Servers: Groups metrics related to hardware resources.
Databases & Remote Services: Groups metrics related to response time, load, or errors with databases and other backends.
Advanced Network: Groups metrics related to Network Visibility, such as PIE (performance impact events), zero window, data retransmission, and errors.
Error Rates: Groups metrics related to exceptions, return codes, and other errors with applications or tiers.
Information Points: Groups metrics like response time, load, or errors with information points.
Service Endpoints: Java and .NET only; groups metrics like average response time, calls per minute, and errors per minute with service endpoints.
Custom: Presents all the metrics collected by the agent that could affect a single business transaction, a single node or overall application performance. Use this type to create rules that evaluate custom metrics.

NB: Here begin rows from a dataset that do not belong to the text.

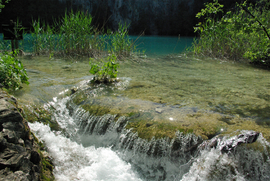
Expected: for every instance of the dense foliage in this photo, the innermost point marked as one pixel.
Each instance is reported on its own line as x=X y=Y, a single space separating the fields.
x=241 y=34
x=104 y=71
x=74 y=35
x=12 y=73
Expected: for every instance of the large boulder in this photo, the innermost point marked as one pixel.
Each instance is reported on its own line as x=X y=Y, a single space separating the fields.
x=20 y=156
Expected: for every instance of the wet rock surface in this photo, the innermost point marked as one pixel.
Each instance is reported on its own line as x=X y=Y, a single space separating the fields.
x=19 y=156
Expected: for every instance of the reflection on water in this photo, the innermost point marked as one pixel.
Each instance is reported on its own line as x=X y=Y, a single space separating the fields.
x=178 y=80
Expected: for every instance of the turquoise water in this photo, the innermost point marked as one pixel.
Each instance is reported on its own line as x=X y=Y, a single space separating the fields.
x=152 y=45
x=166 y=86
x=158 y=45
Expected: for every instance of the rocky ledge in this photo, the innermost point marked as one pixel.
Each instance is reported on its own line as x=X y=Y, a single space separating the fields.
x=21 y=157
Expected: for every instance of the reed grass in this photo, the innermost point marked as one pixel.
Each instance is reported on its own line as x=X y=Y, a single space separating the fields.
x=74 y=35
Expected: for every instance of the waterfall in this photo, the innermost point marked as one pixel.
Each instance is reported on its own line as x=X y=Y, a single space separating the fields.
x=88 y=143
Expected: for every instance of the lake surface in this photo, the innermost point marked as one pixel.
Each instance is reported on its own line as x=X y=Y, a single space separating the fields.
x=166 y=82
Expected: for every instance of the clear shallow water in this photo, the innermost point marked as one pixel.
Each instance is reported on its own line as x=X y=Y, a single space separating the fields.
x=159 y=83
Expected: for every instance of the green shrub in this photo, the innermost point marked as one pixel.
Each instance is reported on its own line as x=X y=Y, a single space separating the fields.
x=12 y=73
x=239 y=35
x=105 y=71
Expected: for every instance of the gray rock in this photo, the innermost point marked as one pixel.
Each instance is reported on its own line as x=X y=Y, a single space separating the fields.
x=19 y=159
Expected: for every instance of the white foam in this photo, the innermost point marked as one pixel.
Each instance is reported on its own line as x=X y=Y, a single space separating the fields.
x=74 y=162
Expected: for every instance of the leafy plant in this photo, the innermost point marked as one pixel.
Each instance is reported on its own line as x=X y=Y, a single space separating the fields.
x=2 y=5
x=242 y=34
x=105 y=71
x=12 y=73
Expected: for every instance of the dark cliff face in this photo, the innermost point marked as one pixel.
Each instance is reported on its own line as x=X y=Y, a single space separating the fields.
x=152 y=17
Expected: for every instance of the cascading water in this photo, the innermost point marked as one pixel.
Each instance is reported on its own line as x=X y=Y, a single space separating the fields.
x=100 y=148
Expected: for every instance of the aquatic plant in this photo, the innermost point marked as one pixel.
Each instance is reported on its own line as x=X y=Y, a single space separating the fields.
x=12 y=73
x=104 y=72
x=242 y=34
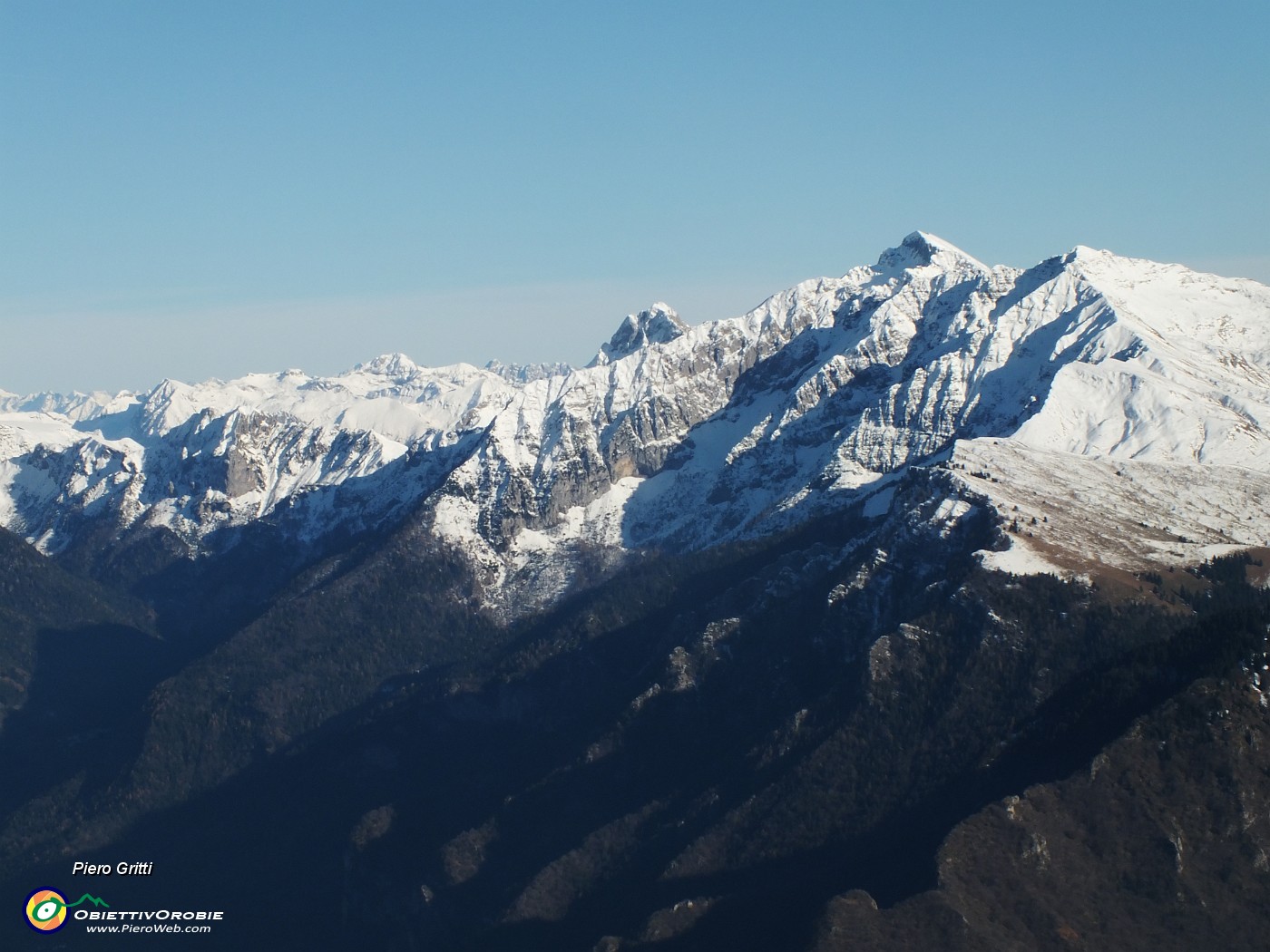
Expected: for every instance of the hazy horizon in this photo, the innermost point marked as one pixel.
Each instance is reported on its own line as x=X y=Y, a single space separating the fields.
x=202 y=192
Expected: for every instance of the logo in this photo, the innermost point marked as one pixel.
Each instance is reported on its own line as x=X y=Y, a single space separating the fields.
x=46 y=909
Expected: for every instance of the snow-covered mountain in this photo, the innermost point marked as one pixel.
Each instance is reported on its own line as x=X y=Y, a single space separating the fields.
x=1121 y=403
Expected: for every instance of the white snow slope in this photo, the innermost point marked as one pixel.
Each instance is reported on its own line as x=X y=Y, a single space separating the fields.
x=1126 y=403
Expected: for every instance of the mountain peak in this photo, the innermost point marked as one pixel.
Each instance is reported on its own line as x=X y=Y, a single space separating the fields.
x=390 y=365
x=659 y=324
x=921 y=249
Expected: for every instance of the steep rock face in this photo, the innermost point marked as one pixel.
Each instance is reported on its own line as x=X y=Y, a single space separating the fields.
x=688 y=437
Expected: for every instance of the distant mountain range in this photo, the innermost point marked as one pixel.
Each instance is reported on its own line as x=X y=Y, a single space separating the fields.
x=809 y=628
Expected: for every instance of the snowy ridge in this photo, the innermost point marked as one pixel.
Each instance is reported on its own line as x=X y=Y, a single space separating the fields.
x=821 y=397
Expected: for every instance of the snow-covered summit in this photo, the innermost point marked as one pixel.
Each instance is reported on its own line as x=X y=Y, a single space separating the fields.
x=659 y=324
x=821 y=397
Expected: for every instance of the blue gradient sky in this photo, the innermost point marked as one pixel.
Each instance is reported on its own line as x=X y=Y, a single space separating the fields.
x=199 y=189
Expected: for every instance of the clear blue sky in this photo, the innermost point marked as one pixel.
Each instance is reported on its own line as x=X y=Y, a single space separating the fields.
x=199 y=188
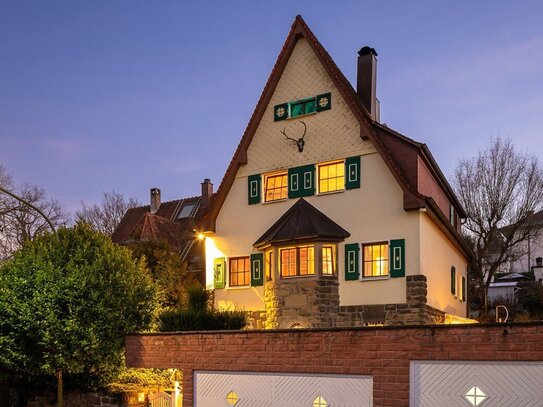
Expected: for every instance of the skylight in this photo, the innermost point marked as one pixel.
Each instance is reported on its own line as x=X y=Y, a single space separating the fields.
x=186 y=210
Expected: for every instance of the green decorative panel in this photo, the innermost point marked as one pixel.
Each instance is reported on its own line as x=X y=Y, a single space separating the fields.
x=397 y=258
x=254 y=189
x=219 y=272
x=324 y=102
x=257 y=269
x=352 y=172
x=352 y=262
x=302 y=107
x=294 y=183
x=280 y=112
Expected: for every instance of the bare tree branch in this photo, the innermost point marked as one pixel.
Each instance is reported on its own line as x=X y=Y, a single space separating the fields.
x=105 y=217
x=499 y=189
x=23 y=219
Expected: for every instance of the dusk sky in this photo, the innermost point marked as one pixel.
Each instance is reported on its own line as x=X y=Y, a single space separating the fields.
x=126 y=95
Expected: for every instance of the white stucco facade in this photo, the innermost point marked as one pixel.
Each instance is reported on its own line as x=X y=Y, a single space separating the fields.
x=372 y=213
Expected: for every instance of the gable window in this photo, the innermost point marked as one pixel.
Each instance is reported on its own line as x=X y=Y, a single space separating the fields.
x=239 y=272
x=268 y=267
x=453 y=280
x=328 y=260
x=331 y=177
x=275 y=186
x=297 y=261
x=303 y=107
x=375 y=259
x=186 y=211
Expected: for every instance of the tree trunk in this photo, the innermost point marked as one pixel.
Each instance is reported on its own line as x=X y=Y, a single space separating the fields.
x=60 y=392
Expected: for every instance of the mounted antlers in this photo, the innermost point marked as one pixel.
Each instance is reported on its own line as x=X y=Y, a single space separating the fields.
x=300 y=142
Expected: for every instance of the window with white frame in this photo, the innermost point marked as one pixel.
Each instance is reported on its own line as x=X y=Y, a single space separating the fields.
x=375 y=259
x=331 y=177
x=297 y=261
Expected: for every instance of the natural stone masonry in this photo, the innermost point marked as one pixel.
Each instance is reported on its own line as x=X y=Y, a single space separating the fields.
x=383 y=353
x=313 y=302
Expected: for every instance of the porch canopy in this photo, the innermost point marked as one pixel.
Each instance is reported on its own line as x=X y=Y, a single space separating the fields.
x=300 y=224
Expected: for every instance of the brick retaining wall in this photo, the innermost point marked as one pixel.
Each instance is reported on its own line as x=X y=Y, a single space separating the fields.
x=383 y=353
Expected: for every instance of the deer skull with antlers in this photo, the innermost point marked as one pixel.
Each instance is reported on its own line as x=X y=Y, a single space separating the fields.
x=300 y=142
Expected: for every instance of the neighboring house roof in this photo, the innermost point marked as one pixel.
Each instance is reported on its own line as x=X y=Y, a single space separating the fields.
x=302 y=222
x=505 y=284
x=401 y=154
x=512 y=276
x=138 y=224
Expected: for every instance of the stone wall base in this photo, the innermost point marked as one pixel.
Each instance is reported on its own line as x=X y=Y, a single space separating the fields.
x=315 y=304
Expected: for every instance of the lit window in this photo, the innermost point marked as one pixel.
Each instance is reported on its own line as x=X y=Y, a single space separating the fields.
x=302 y=107
x=276 y=187
x=328 y=260
x=186 y=210
x=331 y=177
x=269 y=265
x=297 y=261
x=375 y=259
x=239 y=271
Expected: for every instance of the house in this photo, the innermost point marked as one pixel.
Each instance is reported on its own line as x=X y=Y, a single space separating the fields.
x=173 y=222
x=327 y=217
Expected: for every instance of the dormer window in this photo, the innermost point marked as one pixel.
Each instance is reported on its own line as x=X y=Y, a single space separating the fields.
x=186 y=211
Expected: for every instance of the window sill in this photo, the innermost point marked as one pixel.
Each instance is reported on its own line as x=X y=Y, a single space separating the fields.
x=275 y=201
x=331 y=192
x=297 y=277
x=238 y=287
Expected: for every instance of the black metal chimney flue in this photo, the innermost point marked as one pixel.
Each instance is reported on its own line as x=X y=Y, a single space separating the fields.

When you select one of these health rule types, the wizard offers you the metrics commonly associated with that type in an embedded browser.

How to Set Up Health Rules?

AppDynamics recommends the following process to set up health rules for your application:

Identify the key metrics (performance indicators) on the key entities that you need to monitor.
Click Alert & Respond > Health Rules to examine any default health rules that are provided by AppDynamics.
- Compare your list of metrics with the metrics configured for the default rules.
- You can view the list of affected entities for each of the default health rules and modify them. See Configure Affected Entities.
- If the default health rules cover all the key metrics you need, determine if the pre-configured conditions are applicable to your environment. If required, modify the conditions.
  
  Define a metric expression to evaluate complex criteria for a condition.
  Define a boolean expression to evaluate multiple health rule conditions.
If default health rules do not cover all your requirements or if you need finely-applied health rules to cover specific use cases, create new health rules.
1. Identify the type of health rule that you want to create. See Health Rule Types.
2. Decide which entities are affected by the new rule. See Entities Affected by a Health Rule.
3. Define the conditions to monitor. See Create and Configure Conditions.
If you want the health rules to be evaluated according to a pre-defined time schedule, create a health rule schedule. In some situations, a health rule is more useful if it is evaluated at a particular time. See Health Rule Schedules.

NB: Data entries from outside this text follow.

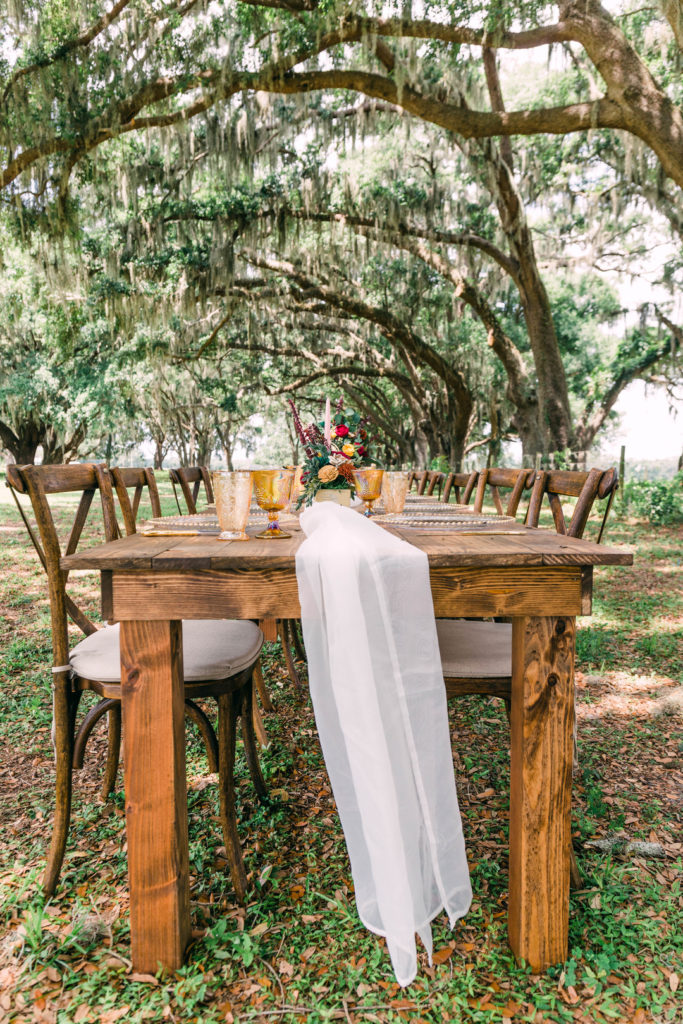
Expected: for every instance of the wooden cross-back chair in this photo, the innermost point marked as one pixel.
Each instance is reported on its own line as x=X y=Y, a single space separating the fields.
x=476 y=656
x=218 y=659
x=139 y=480
x=189 y=479
x=419 y=478
x=434 y=483
x=460 y=484
x=585 y=486
x=515 y=480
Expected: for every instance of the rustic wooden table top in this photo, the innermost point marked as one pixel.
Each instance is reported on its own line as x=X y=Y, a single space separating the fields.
x=526 y=546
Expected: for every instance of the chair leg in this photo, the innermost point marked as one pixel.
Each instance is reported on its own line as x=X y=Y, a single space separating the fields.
x=113 y=752
x=257 y=722
x=575 y=878
x=195 y=713
x=298 y=646
x=66 y=704
x=260 y=686
x=249 y=740
x=287 y=650
x=87 y=725
x=227 y=712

After you set up health rules you must configure policies and actions to be executed when health rules are violated. See Policies and Actions.

Additional Considerations

Your application status is based on health rules for the current time range. If you disable old health rule policies or enable new ones, you might see errors in red in your application status, even if there are no current critical events based on the new policies. To verify that your new or disabled health rule policies have taken effect, change the time range in your dashboard to a smaller, more recent time frame.

When you are configuring health rules for business transactions with baseline selected in the configured condition with a very fast average response time (ART) such as 25 ms, using standard deviation as a criterion can cause the health rule to be violated too frequently. The health rule may violate too frequently because a tiny increase in response time can represent multiple standard deviations. In this case, consider adding a second condition that sets a minimum ART as a threshold. For example, if you do not want to be notified unless ART is over 50 ms, you could set your threshold as ART > 2 Standard Deviations and ART > 50 ms.

Similarly, when configuring health rules for calls-per-minute (CPM) metrics with baseline selected in the configured condition, the health rule may never be violated if the condition is using standard deviations, and the resulting value is below zero. In this case, consider adding a second condition that checks for a zero value, such as CPM < 2 Standard Deviations and CPM < 1.